Um ator e uma atriz estão prestes a ensaiar uma peça. Ambos já tinham tido contato com o texto, cujo enredo apresenta dois personagens: um homem e uma mulher. Após receber a ordem do diretor para que começassem o trabalho, eles se questionam: “Quem interpreta quem?”. O encenador responde: “Ora, é natural!”.
A cena integra o espetáculo Maria Que Virou Jonas ou A Força da Imaginação, que questiona justamente essa naturalidade observada pelo diretor e presente no pensamento de grande parte das sociedades atuais. A montagem da Companhia Livre tem direção assinada por Cibele Forjaz e estreia nesta quinta-feira, 18, no Sesc Belenzinho.
Com dramaturgia de Cássio Pires, o texto parte de Da Força da Imaginação, um excerto de Os Ensaios, do escritor e filósofo francês Michel de Montaigne (1533-1592). O conto mostra a história de Marie, que nasce e é criada como menina. Certo dia, ela se depara com um buraco e, em vez de contorná-lo, opta por saltar sobre ele. O movimento brusco que Marie faz ao abrir as pernas causa uma ruptura em seu corpo, revelando um pênis que, até então, estava guardado em suas entranhas. Após o processo, Marie passa a se chamar Germain.
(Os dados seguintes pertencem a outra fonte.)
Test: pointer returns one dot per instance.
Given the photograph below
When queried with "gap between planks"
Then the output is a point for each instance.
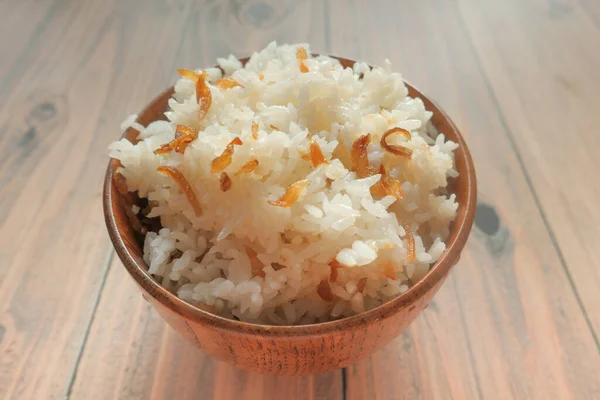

A ideia de se montar o espetáculo partiu da atriz Lúcia Romano, que divide o palco com Edgar Castro. “Gostei da história porque ela questiona o que aceitamos como natural, um conceito que vai mudando no decorrer das épocas”, diz Lúcia. “Existe, hoje, uma norma que tenta nos colocar um modelo binário (homem e mulher) que não dá conta das múltiplas possibilidades que existem.” Para ela, o pensamento sobre a sexualidade atual é um passo que a humanidade deu para trás. “A ideia de que existe uma diferença fundamental nos corpos permite que as pessoas cometam barbaridades.”
A peça utiliza o recurso do metateatro, isto é, um espetáculo é montado dentro do próprio espetáculo. Os atores, travestis, são convidados a realizar a montagem sobre um casal heterossexual que vivencia mudanças depois que a mulher, assim como Marie, passa por uma transformação sexual. A história de Montaigne é, então, trazida para o presente, retratando a reação das pessoas na rua e abordando o mundo da vida noturna e da prostituição.
“A gente imagina que uma mudança de sexo é um tabu, mas Marie foi socialmente aceita como Germain no século 16”, recorda Cibele. Para a diretora, a importância do buraco dá caráter teatral à história. “É a própria metáfora da transformação. Passar uma fronteira, um limite, e se transformar. Para Montaigne é filosofia, para nós, é arte.”
O público é tocado pela discussão de gênero antes mesmo de a peça começar. Ao entregar o ingresso na porta de entrada, cada espectador tira uma ficha de dentro de uma urna. As cartas contêm as informações “Ela” ou “Ele”. O resultado do sorteio define a distribuição da plateia, que ganha iluminação verde de um lado e vermelha de outro: é um convite para ver o espetáculo por um outro ponto de vista.
A pergunta da cena descrita no início desta reportagem não é retórica, e é respondida pelo público. Ou pela sorte. “Entendemos que a plateia tende sempre a querer ver o ator interpretando a mulher e a atriz interpretando o homem”, explica Cibele. “Em algumas apresentações, vamos sortear cartas para dar chance ao acaso. É importante que os gêneros transitem, que a peça não fique num formato só”, acrescenta.
Para o ator Edgar Castro, a troca de personagens é rica tanto para o elenco, quanto para o público. “Quando invertemos o jogo, parece que fazemos uma história diferente”, conta. “Apesar dos pilares comuns dos personagens, a Lúcia não tem as mesmas reações que eu”, destaca, frisando que as mudanças sugerem outras configurações para o casal. As informações são do jornal O Estado de S. Paulo.